The extension of the “time-out” may be one of our issues for the 2013 legislative session, but it is important to plan now for the expiration of any permits on December 31 that were extended by this law.

NLRB Poster Rule suspended, again

The saga of the on again, off again NLRB Poster Rule has taken another turn, and this time South Carolina businesses played an active role.

The controversial rule requires employers to prominently display a poster advising workers of their right to unionize.  It was set to go into effect on April 30 after a brief delay resulting from previous court challenges.  But a challenge in U.S. District Court for South Carolina has resulted in suspension of NLRB's controversial proposed rule.

On Friday, April 13, 2012, the U.S. District Court for South Carolina, in a case brought by the U.S. Chamber of Commerce, ruled that the National Labor Relations Board (NLRB) exceeded its authority in adopting a rule requiring employers to post an employee notice of collective bargaining rights.

Judge David C. Norton held that the NLRB’s authority is limited to adjudicating unfair labor practices, and that Congress did not impart the agency with authority to compel employers to post labor rights notices.
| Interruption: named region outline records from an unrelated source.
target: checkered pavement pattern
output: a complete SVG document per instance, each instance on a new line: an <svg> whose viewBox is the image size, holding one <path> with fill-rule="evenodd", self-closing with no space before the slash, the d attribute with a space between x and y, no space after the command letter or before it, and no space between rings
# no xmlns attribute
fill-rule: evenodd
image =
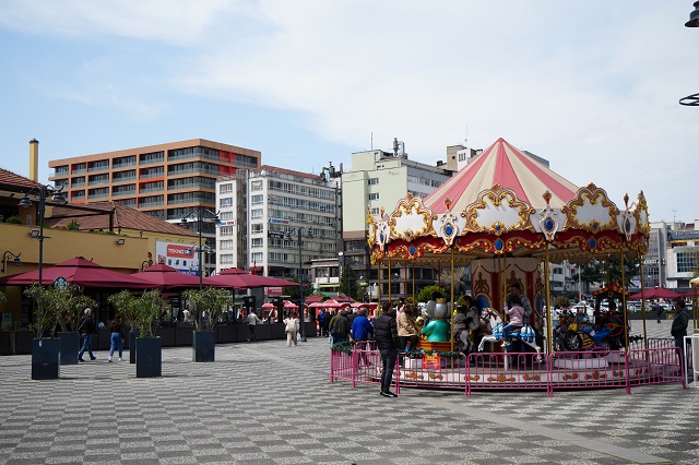
<svg viewBox="0 0 699 465"><path fill-rule="evenodd" d="M212 363L165 348L156 379L96 355L52 381L31 379L29 356L0 357L0 464L699 463L694 388L387 398L330 383L312 337L220 345Z"/></svg>

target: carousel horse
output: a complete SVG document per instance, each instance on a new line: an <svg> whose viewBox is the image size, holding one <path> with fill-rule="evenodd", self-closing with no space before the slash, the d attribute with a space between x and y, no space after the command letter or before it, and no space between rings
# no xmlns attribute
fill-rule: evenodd
<svg viewBox="0 0 699 465"><path fill-rule="evenodd" d="M481 320L478 319L478 310L475 307L471 307L466 311L466 319L464 320L465 327L457 330L454 333L454 341L459 344L459 349L469 355L475 351L476 348L476 335L481 329Z"/></svg>
<svg viewBox="0 0 699 465"><path fill-rule="evenodd" d="M478 344L478 351L483 351L483 346L487 342L494 343L497 341L502 341L502 327L505 326L505 324L502 323L502 318L494 308L483 309L481 319L483 320L483 324L481 325L481 327L486 327L490 331L484 332L485 335L481 339L481 344ZM509 335L510 337L519 339L536 350L536 361L542 361L542 348L536 345L535 333L532 326L530 326L529 324L524 324L521 329L510 332Z"/></svg>

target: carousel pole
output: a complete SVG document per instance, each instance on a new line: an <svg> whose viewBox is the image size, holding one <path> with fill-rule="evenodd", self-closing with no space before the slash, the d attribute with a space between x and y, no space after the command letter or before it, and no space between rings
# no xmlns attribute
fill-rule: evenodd
<svg viewBox="0 0 699 465"><path fill-rule="evenodd" d="M391 255L389 255L389 302L392 305L393 300L391 300Z"/></svg>
<svg viewBox="0 0 699 465"><path fill-rule="evenodd" d="M629 351L629 314L626 310L626 270L624 266L624 248L621 248L621 308L624 309L624 338L626 339L626 353Z"/></svg>
<svg viewBox="0 0 699 465"><path fill-rule="evenodd" d="M413 305L417 303L417 298L415 297L415 259L411 259L413 262Z"/></svg>
<svg viewBox="0 0 699 465"><path fill-rule="evenodd" d="M638 266L641 272L641 297L643 296L643 255L638 255ZM643 319L643 345L648 350L648 330L645 327L645 300L641 299L641 318Z"/></svg>
<svg viewBox="0 0 699 465"><path fill-rule="evenodd" d="M451 351L454 351L454 310L457 309L457 302L454 301L454 245L451 245Z"/></svg>
<svg viewBox="0 0 699 465"><path fill-rule="evenodd" d="M546 243L546 258L544 260L544 291L546 293L546 337L548 345L548 354L554 353L554 329L552 327L552 319L550 319L550 281L548 279L548 243Z"/></svg>
<svg viewBox="0 0 699 465"><path fill-rule="evenodd" d="M383 262L383 259L379 260L379 267L376 275L376 310L374 311L376 318L381 317L381 262Z"/></svg>

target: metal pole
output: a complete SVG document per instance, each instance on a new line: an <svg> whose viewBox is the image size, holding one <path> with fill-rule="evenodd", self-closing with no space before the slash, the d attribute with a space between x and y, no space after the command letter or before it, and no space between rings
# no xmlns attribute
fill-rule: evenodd
<svg viewBox="0 0 699 465"><path fill-rule="evenodd" d="M46 186L39 187L39 285L43 285L42 274L44 270L44 214L46 211Z"/></svg>
<svg viewBox="0 0 699 465"><path fill-rule="evenodd" d="M301 299L298 302L299 303L299 309L300 309L300 320L301 320L301 342L306 342L306 327L305 326L305 321L304 321L304 269L303 269L303 263L304 261L301 260L301 230L304 228L301 227L297 227L296 231L297 231L297 237L298 237L298 283L301 285Z"/></svg>
<svg viewBox="0 0 699 465"><path fill-rule="evenodd" d="M201 208L199 208L197 211L197 228L198 228L198 233L199 233L199 290L201 290L202 285L203 285L203 281L204 281L204 274L202 272L202 266L203 263L201 261L201 255L202 255L202 249L201 249Z"/></svg>

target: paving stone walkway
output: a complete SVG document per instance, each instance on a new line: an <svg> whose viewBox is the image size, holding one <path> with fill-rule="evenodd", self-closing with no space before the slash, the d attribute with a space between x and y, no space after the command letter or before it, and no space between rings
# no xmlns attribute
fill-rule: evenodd
<svg viewBox="0 0 699 465"><path fill-rule="evenodd" d="M649 321L649 336L670 323ZM0 357L0 464L699 463L694 388L386 398L331 384L323 338L221 345L213 363L166 348L158 379L96 355L57 381Z"/></svg>

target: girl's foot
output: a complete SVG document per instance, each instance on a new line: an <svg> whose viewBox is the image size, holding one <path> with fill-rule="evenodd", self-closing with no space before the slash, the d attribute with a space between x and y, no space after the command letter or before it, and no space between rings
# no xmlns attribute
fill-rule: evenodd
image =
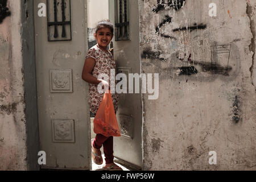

This decision has created a split among jurisdictions, as just last month, the U.S. District Court for the District of Columbia ruled in a case brought by the National Association of Manufacturers (NAM) that the NLRB had the authority to promulgate the rule, but that failure to comply with the rule did not by itself constitute an unfair labor practice or serve to toll the statute of limitations for filing an unfair labor practice complaint. NAM has filed for appeal in this case.

Following on the heels of the South Carolina decision, on Tuesday, April 17, the United States Court of Appeals for the District of Columbia granted a temporary injunction blocking implementation of the rule pending the appeal filed by NAM. The poster rule had been scheduled to go into effect on April 30, 2012, but this is no longer the case.

The injunction stays the implementation, and employers nationwide will not have to post the collective bargaining rights poster, pending the outcome of this appeal.